I have the luxury of not knowing how to feel about Serial. Of listening to it week after week, drawing theories about the suspects presented, weighing its conceivable merits against potentially exploitative qualities, dominating party conversations with debates about Sarah Koenig’s responsibility to her subjects and listeners. It’s as charming a situation as anyone exploring a real life murder can hope to be in. I’ll leave you to decide if that alone is something that warrants disgust, or at least a raised eyebrow. But a Reddit post written by a user claiming to be the brother of Hae Min Lee, the girl whose murder Serial documents and investigates, reminds me that not all listeners have this luxury.
That is not to say that many of the Serial audience should terminate our relationships with the program upon notice of the alleged Lee’s Reddit passage, admittedly a tough read if you accept that the author is, in truth, who he says he is. Though some might well repel from Serial following the post’s castigation of the show and its fan base — user brotherofhae writes: “To you listeners, its another murder mystery, crime drama, another episode of CSI. You weren't there to see your mom crying every night, having a heartattck when she got the new that the body was found, and going to court almost everyday for a year seeing your mom weeping,crying and fainting.” [sic] — the opportunity we’ll all likely be happier to take is in thinking further about how we think about Serial.
Eight weeks into its run, Serial and the fandom it has spawned are hardly free from critique.
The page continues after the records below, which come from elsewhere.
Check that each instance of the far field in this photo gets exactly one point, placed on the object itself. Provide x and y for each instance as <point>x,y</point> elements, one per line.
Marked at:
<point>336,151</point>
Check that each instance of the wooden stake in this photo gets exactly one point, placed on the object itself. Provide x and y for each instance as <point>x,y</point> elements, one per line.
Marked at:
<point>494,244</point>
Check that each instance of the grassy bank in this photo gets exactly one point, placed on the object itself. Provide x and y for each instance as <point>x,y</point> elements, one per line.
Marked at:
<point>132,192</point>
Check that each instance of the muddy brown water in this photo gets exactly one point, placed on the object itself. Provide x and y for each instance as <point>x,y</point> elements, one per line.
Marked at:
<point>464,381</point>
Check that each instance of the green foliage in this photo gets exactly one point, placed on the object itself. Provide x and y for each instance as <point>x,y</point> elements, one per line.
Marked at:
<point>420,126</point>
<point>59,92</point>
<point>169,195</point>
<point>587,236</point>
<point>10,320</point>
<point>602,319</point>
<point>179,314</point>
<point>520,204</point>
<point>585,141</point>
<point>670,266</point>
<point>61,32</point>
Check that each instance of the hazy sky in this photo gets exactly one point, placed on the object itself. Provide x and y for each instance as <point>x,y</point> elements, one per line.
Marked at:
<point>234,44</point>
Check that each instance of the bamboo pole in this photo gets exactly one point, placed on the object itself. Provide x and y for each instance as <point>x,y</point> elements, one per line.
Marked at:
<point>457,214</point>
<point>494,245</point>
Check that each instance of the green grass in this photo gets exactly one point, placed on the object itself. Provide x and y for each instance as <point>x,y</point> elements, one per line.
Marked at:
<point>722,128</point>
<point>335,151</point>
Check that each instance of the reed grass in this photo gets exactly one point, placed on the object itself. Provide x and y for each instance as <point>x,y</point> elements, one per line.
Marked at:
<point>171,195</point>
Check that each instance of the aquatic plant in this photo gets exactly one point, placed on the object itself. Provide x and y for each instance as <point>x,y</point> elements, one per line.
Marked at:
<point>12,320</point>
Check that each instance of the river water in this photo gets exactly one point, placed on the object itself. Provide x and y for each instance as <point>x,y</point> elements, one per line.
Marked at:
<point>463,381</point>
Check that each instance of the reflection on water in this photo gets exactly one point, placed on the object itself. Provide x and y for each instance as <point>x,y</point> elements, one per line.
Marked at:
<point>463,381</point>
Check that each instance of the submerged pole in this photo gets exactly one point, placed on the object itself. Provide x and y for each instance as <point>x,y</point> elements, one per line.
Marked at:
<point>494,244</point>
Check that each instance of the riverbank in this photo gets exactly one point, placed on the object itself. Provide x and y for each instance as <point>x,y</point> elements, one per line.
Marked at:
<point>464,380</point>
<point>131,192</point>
Spotlighted in brotherofhae’s post are accusations of some listeners’ highly vocal reactions involving his family — “[T]o those who are demanding our family response and having a meetup... you guys are disgusting. SHame on you.” [sic] — which is not exactly a point of debate unique to this publication. In recent weeks, the popular trend of theorizing has come under colloquial fire. It is the ownership over the true story in general, which brotherofhae deems prevalent among Serial listeners, that the author seems to find particularly problematic.
Interestingly, his criticisms wane a bit when talking of
Koenig herself, opting for diplomacy in discussing her suspected motives (and
even complementing her at one point): “Although I do not like the fact that SK
pick our story to cover, she is an awesome narrator/ writer/ investigator. No
wonder why this podcast is so popular. I have not contacted SK, and probably
will not. Being a media person that she is, she wants some big ending. you can
tell my her reaction to innocent project taking her case and private
investigator. Either she is bias or want some kinda big ending to this podcast.
This is my opinion on her bias. NOTHING ELSE (you know what I am taking about...)”
[sic] Other voices haven’t been quite as hesitant to condemn Koenig, either on
the grounds of general exploitation or the implications of her work on this
the conversation of race. Ultimately, the agenda of brotherofhae’s passage
seems only to be an expression of another side of this story — not the story within Serial, the story about Serial.
It’s a story that is just as vibrant and voluminous as the one that Koenig herself tells weekly. A story about the evolution of an independent project to widespread cultural phenomenon, and about all the ramifications of that phenomenon — the artistic, the legal, the political, the ethical… it’s a story we’re all a part of now, and one that most of us have the luxury of reading, analyzing, thinking about, and (yes) enjoying in full. But when new chapters tack onto this story — such as the entry of a Reddit post from the alleged brother of murder victim Hae Min Lee into the public eye — we are charged with figured out just how to welcome them into the rest of the narrative. Do we change our story accordingly? Do we drop out altogether? Do we go on living it without incident?
I have no idea how to react to something like this, nor do I about any of the other accusations thrown at Serial, Koenig, and her listeners. But it’s all certainly worth thinking about.